Não são só as mortes. Os trabalhadores desenvolvem problemas respiratórios, a jornada de trabalho é muito pesada, ininterrupta, com rotação de jornada (mudança de turno a cada dois dias) . Muitos acidentes na mineração acontecem quando o trabalhador está fazendo hora extra. Já analisei acidente no qual o empregado havia trabalhado 11 horas por dia por três meses seguidos. São jornadas extensas, carregamento de peso, vibração, dor lombar, uma série de problemas osteomusculares.
Nos acidentes maiores, o que a gente vê é que eles podem ser prevenidos. Sistemas mais complexos dão sinal. Por que esses sinais, que vêm sendo dados ao longo do sistema, não são considerados pela organização? Chamamos isso de acidente organizacional incubado. Há sinais precursores, mas, muitas vezes, na gestão, são considerados fracos, não se valorizam esses pequenos sinais.

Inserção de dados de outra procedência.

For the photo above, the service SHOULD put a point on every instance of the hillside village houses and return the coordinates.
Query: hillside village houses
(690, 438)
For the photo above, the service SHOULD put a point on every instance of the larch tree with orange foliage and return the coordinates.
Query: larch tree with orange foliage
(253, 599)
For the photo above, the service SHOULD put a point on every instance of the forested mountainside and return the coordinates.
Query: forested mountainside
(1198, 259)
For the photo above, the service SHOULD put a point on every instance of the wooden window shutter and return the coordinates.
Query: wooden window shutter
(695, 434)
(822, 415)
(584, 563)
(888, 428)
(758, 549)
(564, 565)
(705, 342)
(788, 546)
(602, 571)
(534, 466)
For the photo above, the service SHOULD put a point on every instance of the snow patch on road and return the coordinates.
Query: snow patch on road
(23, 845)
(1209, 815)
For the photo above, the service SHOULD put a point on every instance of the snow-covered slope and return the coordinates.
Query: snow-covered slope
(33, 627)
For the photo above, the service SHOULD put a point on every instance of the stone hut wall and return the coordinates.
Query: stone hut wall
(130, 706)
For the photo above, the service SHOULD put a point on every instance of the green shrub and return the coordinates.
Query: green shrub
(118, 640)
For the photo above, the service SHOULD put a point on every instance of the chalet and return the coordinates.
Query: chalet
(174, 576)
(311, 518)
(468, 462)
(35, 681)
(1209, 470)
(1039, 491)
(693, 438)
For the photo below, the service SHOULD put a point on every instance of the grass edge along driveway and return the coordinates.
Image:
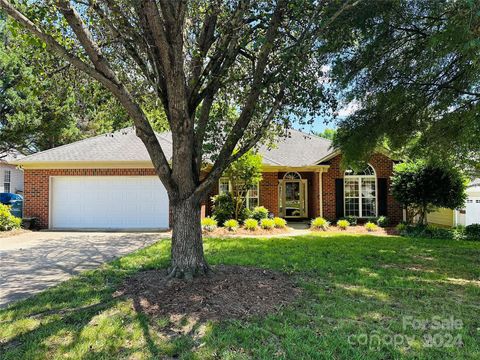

A metodologia para garantir a segurança de barragens é atual, mas pode ser atualizada novamente. Principalmente os fatores de segurança têm de ser mais rígidos. Em relação às exigências da legislação, nas normas da ABNT (Associação Brasileira de Normas Técnicas), nas publicações, o fator de segurança parece ser bom. Mas estamos vendo que não é, as coisas estão caindo, estão ruindo. Se as pessoas não conseguem enxergar esses sinais, a metodologia de avaliação tem de evoluir, o rigor dos parâmetros utilizados precisa aumentar. O que houve de errado em Brumadinho foi não serem considerados os sinais que foram dados.
Barragens de rejeitos por alteamento é o método mais barato, mas é perigoso, com maior potencial de danos e o mais usado em Minas Gerais. O método é mais sujeito à liquefação. Pelo que vimos, houve liquefação na parte inferior da barragem, ela descalçou e desabou. A mina estava parada, beneficiando minério de outras minas, não entrou em nosso radar. Temos pouca gente. Dos 20 fiscais de segurança e saúde em Belo Horizonte, oito já podem se aposentar amanhã. São 40 fiscais de segurança e saúde para fiscalizar o estado inteiro.
Todo mundo fica abalado com esses acidentes. Quando cheguei em casa e contei o que vi para minha mulher, chorei um pouco. Você chora, é isso, chora e vai trabalhar.